Grafana logs incoming requests in /var/log/grafana/grafana.log and
may contain private information like IP addresses and request times.
Backups
No special backup procedure has been established for Grafana, considering the service can be rebuilt from scratch.
Other documentation
Discussion
Overview
The Grafana project was quickly thrown together in 2019 to replace the Munin service who had "died in a fire". Prometheus was first setup to collect metrics and Grafana was picked as a frontend because Prometheus didn't seem sufficient to produce good graphs. There was no elaborate discussion or evaluation of alternatives done at the time.
There hasn't been a significant security audit of the service, but given that authentication is managed by Apache with a limited set of users, it should be fairly safe.
Note that it is assumed the dashboard and Prometheus are public on the internal server.

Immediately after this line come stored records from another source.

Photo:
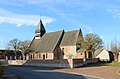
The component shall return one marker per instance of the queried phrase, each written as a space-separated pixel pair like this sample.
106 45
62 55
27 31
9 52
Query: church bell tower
40 30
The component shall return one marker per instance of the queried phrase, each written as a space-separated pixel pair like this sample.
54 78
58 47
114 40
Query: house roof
81 50
97 52
70 38
49 41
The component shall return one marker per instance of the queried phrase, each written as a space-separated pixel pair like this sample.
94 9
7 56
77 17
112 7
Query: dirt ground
104 72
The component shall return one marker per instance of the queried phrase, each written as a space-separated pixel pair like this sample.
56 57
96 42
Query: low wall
16 62
65 63
91 60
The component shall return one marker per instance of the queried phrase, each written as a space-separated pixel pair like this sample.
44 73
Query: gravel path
104 72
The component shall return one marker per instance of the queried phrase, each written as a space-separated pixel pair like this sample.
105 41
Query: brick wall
63 63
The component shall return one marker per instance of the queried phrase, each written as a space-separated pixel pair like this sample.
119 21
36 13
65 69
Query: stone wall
64 63
91 60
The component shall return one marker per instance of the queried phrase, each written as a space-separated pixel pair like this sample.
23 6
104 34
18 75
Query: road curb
78 74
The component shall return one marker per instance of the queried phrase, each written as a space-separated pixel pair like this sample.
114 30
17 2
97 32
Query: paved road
42 73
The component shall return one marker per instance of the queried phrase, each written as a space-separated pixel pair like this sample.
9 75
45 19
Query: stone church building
56 45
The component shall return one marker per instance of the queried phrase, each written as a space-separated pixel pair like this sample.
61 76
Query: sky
19 18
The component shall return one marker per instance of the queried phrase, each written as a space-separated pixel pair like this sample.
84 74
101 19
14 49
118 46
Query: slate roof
81 50
98 51
70 38
49 41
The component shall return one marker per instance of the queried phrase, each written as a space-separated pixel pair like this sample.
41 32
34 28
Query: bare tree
92 42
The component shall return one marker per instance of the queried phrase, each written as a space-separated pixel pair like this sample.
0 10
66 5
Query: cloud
20 19
29 2
114 10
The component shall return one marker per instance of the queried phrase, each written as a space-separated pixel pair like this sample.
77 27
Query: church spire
40 30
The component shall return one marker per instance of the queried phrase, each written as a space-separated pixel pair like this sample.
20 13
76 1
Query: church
56 45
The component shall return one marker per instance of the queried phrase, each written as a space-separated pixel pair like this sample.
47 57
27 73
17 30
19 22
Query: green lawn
115 64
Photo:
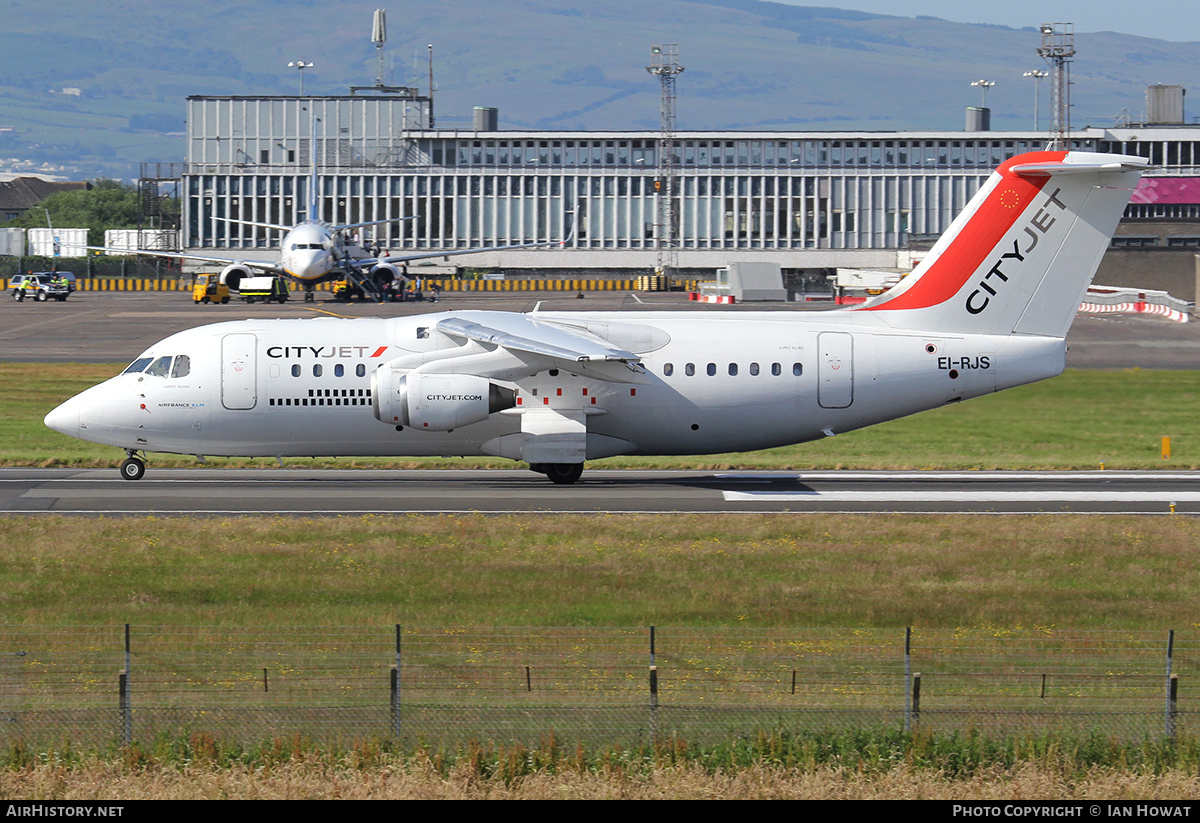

The external server is considered private and shouldn't be publicly accessible.
There are lots of dashboards in the interface, which should probably be cleaned up and renamed. Some are not in Git and might be lost in a reinstall. Some dashboards do not work very well.
Goals
N/A. No ongoing migration or major project.
Must have
Nice to have
Non-Goals
Approvals required
Proposed Solution
N/A.
Cost
N/A.
Alternatives considered
No extensive evaluation of alternatives were performed when Grafana was deployed.